Module 2.1 Selection in the school context
Definitions of selection
Hughes-Hassell, S. & Mancall, J. (2005). Collection management for youth: responding to the needs of learners [ALA Editions version]. Retrieved from http://ebookcentral.proquest.com.ezproxy.csu.edu.au/lib/csuau/detail.action?docID=289075
Review the model (p. 34) developed by Hughes-Hassell and Mancall (2005) – Chapter 4, Selecting resources for learning.
Note that it presents selection as a series of YES or NO decisions. In reality, many selection decisions are not this black and white, and involve a process of prioritising across a range of criteria.
Attempt to draft your own selection decision-making model or flowchart that considers a more complex set of choices and criteria.
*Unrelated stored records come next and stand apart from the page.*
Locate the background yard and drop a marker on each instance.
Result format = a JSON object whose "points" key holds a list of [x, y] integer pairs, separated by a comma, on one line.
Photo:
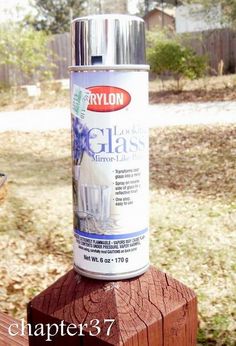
{"points": [[193, 217]]}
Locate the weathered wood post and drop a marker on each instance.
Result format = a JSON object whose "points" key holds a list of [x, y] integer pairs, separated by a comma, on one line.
{"points": [[151, 310], [3, 187]]}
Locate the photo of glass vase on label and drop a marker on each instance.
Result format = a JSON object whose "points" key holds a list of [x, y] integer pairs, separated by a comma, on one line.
{"points": [[92, 202]]}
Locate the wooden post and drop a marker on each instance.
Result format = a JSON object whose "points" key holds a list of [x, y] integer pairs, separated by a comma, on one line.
{"points": [[6, 339], [3, 187], [151, 310]]}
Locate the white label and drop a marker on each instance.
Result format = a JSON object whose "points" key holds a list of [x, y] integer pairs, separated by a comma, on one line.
{"points": [[110, 182]]}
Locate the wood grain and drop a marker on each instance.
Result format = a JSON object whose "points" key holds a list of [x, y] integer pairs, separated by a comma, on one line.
{"points": [[5, 338], [151, 310], [3, 187]]}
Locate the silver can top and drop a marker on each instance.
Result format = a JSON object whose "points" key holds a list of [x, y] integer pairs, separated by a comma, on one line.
{"points": [[108, 40]]}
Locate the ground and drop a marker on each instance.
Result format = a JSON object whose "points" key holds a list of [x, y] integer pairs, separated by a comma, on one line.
{"points": [[192, 209], [203, 90]]}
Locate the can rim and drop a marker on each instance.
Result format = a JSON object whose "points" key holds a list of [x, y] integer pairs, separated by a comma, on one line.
{"points": [[107, 16], [109, 67]]}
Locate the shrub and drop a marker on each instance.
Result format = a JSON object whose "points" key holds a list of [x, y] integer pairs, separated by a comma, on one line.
{"points": [[170, 57], [25, 51]]}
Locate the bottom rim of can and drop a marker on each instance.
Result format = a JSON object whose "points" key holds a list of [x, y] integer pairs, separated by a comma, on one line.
{"points": [[110, 276]]}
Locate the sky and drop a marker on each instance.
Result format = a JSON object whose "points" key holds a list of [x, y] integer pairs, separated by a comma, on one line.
{"points": [[10, 5], [8, 8]]}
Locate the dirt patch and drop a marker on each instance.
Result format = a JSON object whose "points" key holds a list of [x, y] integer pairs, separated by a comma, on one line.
{"points": [[200, 95]]}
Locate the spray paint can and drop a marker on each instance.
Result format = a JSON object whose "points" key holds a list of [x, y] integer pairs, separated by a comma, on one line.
{"points": [[109, 97]]}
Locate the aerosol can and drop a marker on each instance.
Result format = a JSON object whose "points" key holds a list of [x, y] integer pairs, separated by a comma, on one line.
{"points": [[109, 97]]}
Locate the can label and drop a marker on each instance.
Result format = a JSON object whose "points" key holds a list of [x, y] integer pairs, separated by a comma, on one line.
{"points": [[110, 171]]}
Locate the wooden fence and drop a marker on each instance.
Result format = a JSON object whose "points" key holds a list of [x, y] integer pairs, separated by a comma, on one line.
{"points": [[59, 46], [218, 45]]}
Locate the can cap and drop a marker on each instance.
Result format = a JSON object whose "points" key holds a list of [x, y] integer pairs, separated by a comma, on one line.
{"points": [[107, 40]]}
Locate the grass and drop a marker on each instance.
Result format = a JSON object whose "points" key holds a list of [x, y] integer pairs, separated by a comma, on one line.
{"points": [[192, 217], [205, 89]]}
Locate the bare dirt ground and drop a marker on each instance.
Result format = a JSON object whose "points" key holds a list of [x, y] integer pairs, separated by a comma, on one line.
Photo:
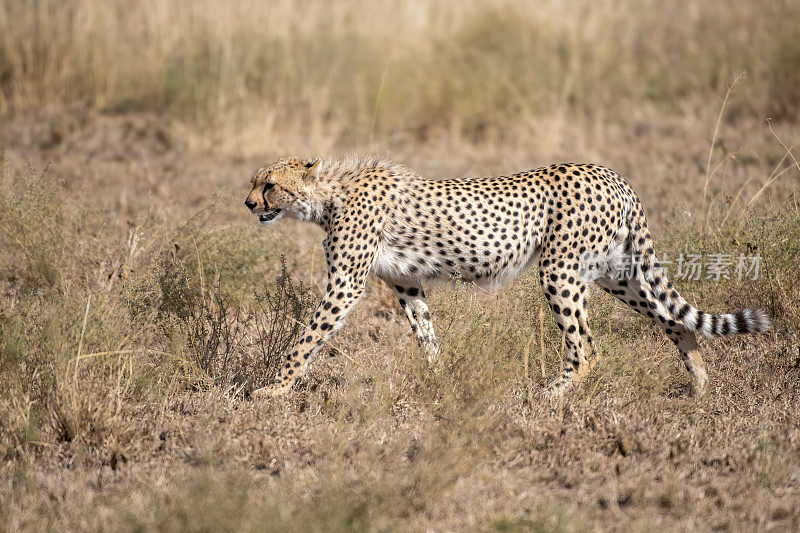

Resource being considered —>
Test 1: Apply selection criteria regarding Curriculum Relevance and Authority and Fit —> 90 – 95% = hold for second look, < 90% = NO
> or = 95% on Test 1 —> Test 2: Apply selection criteria regarding resource fitting the needs of the learning community (fits program units/themes/priorities) —> 75 – 85% = hold, , 75% = NO
> or = 85% on Test 2 —> Test 3: Apply selection criteria regarding learner characteristics, reading levels, scope, appropriateness of language, illustration, etc. —> 85-90% = hold, <85% = NO
>or = 90% on Test 3 —> Test 4: Consult teachers regarding whether resource fits into their teaching-learning context, fitting pedagogical and methodological planned usage —> < 90% = NO
> or = 90% on Test 4 —> Test 5: Value and budget testing —> check cost relative to budget, compare with scores received by resource going through various tests and enthusiasm of teachers for resource… if within budget and rated well for value, recommend — if not, bring to committee for further comparison with other resources, if beyond budget or scored low along the testing for value and low on teacher enthusiasm = NO.